CHRISTIAN VANDERBROUK: Unfortunately, the Trump administration, the last four years, has really brought a lot of people who might have been kind of at the back of the room, the cranks of the conservative movement, and really brought them into the forefront. He's been the gasoline. He's been the match. He has been the inciter of all of this. And I think that for a lot of others in the movement, they saw the crowds that he was attracting. They saw how powerful it was. And so they really faced a choice. Do we want to stay with the Republican Party and a conservative movement, or do we want to be on the outside? Some intellectuals - I can think of people like George Will or Kevin Williamson, for instance - who decided that that was enough for them. They wanted nothing to do with it. But I think that power and influence is just far too tempting for even very well-educated intellectuals.

And I think one of the more troubling things is that we've come to learn that a lot of people really sincerely believe in some of the more authoritarian and even violent ideas that they've been putting out there.

MCCAMMON: You write that the Republican Party is, quote, "too compromised by extremists to be trusted with political power any time soon." What does that mean for the party?

VANDERBROUK: I think that what it means is that there are some very difficult choices for people like me and others who called the Republican Party home for many years. We have to decide whether it's more important to be within the party trying to reform it or whether it's better to be on the outside saying we need to deprive it of power and influence.
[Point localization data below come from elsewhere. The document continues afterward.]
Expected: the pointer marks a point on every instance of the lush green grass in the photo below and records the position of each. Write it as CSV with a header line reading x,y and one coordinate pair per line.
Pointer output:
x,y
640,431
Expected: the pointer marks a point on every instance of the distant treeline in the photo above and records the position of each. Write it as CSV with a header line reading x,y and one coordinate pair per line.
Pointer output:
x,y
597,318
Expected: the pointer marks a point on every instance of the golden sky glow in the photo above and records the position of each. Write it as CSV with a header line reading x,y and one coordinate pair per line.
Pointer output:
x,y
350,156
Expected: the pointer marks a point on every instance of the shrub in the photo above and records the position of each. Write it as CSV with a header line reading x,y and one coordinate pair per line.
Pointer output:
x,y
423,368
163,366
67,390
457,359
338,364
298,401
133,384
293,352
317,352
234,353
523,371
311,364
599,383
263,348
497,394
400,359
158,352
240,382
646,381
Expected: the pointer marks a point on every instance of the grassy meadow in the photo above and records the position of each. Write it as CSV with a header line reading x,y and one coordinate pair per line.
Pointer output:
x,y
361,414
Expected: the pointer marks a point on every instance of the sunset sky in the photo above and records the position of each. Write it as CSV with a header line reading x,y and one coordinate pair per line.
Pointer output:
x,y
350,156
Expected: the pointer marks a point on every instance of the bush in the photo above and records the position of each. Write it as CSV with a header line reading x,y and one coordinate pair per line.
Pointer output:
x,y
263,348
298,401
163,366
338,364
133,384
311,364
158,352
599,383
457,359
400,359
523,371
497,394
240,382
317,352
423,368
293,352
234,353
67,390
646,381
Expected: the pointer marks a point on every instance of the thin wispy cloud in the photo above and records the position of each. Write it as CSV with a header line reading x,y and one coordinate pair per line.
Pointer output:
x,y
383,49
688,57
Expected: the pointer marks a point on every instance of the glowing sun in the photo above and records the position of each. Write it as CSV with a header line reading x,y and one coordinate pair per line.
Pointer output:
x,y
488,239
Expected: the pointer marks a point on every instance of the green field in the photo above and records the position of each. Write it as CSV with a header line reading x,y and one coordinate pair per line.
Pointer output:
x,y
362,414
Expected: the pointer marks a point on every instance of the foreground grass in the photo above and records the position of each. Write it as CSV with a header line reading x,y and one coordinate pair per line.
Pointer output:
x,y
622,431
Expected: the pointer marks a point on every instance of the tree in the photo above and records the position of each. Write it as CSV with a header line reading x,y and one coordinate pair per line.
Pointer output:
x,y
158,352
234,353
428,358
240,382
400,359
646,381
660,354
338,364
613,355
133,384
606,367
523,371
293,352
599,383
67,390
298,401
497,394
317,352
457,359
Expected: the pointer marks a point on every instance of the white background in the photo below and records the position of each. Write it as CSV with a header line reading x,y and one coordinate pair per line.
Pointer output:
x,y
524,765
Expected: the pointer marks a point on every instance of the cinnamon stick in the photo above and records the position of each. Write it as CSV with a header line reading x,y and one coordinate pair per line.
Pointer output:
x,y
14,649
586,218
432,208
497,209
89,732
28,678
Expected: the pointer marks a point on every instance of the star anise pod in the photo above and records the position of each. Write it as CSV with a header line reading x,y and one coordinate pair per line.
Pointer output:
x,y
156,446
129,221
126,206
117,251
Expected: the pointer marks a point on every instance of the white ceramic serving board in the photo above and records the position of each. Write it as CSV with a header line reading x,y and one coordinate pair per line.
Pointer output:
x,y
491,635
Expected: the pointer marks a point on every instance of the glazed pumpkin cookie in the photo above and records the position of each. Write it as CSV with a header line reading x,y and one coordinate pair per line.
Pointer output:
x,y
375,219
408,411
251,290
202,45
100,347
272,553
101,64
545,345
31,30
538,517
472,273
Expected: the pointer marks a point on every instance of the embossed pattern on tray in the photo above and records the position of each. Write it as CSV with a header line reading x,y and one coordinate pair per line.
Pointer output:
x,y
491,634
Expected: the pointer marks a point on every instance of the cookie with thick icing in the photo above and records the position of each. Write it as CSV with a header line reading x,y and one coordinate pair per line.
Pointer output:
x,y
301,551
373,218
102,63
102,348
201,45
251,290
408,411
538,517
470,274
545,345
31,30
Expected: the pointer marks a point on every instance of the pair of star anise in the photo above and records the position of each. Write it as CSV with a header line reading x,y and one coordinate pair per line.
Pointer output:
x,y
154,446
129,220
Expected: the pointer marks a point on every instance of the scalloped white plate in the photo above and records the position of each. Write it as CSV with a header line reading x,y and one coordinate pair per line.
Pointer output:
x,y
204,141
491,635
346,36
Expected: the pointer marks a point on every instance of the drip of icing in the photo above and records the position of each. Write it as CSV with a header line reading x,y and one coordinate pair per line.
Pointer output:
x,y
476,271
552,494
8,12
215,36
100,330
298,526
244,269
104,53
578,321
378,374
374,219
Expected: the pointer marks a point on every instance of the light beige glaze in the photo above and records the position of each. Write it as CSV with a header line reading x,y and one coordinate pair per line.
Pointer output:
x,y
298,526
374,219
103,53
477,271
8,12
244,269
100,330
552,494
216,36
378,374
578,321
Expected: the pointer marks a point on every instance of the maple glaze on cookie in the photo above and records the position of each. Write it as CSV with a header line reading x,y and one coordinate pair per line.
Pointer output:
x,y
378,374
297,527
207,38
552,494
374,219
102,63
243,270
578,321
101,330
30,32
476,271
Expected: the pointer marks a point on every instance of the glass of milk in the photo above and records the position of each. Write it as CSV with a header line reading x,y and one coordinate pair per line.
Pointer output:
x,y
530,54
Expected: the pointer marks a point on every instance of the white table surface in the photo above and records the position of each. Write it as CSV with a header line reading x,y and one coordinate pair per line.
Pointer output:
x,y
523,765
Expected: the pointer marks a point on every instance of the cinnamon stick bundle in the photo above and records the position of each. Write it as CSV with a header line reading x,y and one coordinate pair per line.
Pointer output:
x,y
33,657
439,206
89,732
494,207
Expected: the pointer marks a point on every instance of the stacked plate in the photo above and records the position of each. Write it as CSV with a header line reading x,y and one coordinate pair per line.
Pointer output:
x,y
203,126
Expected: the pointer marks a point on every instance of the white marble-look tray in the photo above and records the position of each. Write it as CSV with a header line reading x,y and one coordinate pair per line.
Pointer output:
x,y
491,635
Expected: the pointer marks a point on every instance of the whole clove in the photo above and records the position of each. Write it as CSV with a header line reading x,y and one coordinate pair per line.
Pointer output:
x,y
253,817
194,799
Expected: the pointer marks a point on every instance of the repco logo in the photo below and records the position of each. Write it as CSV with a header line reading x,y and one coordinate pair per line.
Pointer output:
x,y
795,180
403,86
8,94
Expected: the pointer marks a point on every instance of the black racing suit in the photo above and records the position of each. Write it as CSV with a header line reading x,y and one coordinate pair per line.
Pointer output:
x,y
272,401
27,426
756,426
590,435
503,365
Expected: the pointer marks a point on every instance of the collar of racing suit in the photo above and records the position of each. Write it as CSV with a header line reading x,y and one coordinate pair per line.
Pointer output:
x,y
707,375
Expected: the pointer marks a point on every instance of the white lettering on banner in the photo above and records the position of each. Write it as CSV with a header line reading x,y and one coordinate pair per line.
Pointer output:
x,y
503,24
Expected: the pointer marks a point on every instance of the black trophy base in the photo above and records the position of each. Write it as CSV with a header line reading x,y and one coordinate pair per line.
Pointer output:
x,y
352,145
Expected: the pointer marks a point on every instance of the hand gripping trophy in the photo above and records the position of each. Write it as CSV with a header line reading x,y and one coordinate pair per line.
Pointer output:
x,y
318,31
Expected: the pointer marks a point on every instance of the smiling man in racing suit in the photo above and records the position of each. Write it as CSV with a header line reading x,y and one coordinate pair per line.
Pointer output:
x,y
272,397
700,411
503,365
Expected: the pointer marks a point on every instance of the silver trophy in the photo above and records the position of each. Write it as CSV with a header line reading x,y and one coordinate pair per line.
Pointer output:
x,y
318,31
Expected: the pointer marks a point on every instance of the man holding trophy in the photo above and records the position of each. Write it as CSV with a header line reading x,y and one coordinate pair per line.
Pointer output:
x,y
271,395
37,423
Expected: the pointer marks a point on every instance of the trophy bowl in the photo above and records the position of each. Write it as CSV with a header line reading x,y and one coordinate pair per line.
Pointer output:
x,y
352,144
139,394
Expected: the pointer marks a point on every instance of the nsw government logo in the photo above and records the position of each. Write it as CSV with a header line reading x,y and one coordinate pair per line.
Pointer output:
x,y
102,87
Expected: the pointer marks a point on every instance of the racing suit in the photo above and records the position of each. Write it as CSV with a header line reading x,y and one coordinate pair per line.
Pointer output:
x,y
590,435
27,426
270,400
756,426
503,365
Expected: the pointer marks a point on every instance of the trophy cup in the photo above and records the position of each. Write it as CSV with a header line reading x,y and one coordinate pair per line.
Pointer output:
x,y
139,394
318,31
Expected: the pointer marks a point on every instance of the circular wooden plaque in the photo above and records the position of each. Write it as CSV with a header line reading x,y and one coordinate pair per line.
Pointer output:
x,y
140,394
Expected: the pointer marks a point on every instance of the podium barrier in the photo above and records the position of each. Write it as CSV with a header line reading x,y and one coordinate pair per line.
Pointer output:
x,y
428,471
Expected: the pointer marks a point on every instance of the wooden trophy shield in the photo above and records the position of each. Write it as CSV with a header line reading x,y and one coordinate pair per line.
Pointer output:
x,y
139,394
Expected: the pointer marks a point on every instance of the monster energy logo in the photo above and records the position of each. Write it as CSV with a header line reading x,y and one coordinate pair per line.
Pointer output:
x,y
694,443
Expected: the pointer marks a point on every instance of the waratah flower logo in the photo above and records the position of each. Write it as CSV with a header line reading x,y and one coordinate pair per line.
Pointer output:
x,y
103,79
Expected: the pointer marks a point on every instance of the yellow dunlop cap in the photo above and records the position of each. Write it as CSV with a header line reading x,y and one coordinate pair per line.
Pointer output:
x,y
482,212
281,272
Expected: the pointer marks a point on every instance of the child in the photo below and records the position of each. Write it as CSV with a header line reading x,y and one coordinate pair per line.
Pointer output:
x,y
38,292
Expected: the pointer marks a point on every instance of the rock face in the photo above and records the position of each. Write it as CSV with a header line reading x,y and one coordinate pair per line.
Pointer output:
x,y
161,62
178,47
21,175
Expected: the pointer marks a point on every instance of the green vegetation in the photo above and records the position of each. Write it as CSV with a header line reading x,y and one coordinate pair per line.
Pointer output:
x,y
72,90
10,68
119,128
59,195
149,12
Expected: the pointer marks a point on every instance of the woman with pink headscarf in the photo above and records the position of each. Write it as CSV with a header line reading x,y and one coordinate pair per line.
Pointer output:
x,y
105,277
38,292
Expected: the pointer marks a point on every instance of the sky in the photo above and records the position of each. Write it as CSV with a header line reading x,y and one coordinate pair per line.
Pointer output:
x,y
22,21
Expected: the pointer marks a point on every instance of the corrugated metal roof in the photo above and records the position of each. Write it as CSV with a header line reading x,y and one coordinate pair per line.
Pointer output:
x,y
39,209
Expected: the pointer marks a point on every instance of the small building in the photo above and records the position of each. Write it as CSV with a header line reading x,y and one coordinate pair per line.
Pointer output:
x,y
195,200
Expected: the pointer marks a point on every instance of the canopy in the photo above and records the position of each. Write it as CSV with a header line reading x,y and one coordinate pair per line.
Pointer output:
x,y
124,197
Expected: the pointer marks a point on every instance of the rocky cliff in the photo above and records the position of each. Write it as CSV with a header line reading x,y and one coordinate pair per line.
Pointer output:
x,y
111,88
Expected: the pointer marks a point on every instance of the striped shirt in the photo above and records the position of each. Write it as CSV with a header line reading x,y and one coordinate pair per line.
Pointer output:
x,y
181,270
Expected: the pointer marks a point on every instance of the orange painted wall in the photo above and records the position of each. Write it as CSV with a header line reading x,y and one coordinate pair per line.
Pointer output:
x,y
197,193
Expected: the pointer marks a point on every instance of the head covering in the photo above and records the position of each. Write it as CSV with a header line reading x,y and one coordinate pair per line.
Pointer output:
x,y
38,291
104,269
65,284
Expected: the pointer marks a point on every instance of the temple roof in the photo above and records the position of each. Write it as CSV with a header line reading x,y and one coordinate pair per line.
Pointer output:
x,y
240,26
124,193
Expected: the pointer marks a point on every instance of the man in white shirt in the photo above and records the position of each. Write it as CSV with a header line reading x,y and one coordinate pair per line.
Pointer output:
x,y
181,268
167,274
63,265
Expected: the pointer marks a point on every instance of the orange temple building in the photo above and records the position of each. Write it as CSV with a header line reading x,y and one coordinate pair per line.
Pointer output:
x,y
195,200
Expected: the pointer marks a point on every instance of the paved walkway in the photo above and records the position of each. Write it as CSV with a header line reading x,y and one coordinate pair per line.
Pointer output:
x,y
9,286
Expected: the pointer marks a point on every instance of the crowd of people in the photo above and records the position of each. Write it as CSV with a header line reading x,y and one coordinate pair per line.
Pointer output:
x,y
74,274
MCCAMMON: And how are you thinking about that? I mean, what is your thought process?

VANDERBROUK: You know, I think that for me, it's liberating to be outside of the party because I can say certain things, and I can be much more broad in some of my criticisms. But I also look at people within the party like a Mitt Romney or an Adam Kinzinger who are trying to reform it, and I'm very much supporting them because I think that within the party they can have an influence that people outside the party don't have.

For instance, if Mitt Romney says that he's open to impeaching and convicting Donald Trump, it's difficult to say that he's doing the bidding of Chuck Schumer, that he is some sort of left-wing puppet. So if he were to leave the party, I think that we would lose a powerful voice for reforming it. But I think that when you look back and you say, is it easier to be a supporter of Mitt Romney or is it easier to be a supporter of Marjorie Taylor Greene and the QAnon conspiracy theory? And I think that right now, the unfortunate lesson is, is that it's much easier to be a Republican and someone who courts and supports extremists these days. And I think that that should be very troubling to anyone who considers themselves conservative or, frankly, just to all Americans.

MCCAMMON: There are 74 million Americans who voted for Donald Trump. According to NPR's polling and others, a large majority of them believe Trump's lie, that he won the election, that that it was stolen. What does that mean for them and for how the country moves forward?

VANDERBROUK: I think it's a very difficult road ahead to kind of deradicalize very large segments of the Republican base. And that's going to be a generational project. You know, look. I think that we can look back to the wisdom of the founders in this, where the founders recognized the dangers of political faction, where you have a very large minority that believes in authoritarianism. That's a scary thing for a political movement. The founders saw that the majority Republican principle is something that would be a cure for that. So I think that we just need to hold fast to our beliefs in representative democracy, and we have to stand firm.

I don't believe that simply because 74 million believes something that is objectively wrong, that that's enough of a reason to - OK, we'll meet them halfway. Conservatism used to be about standing athwart these very large movements and if you believe that they go against our principles to yell, stop. And I'm hoping more conservatives will see the wisdom in that.

MCCAMMON: Christian Vanderbrouk, thanks so much.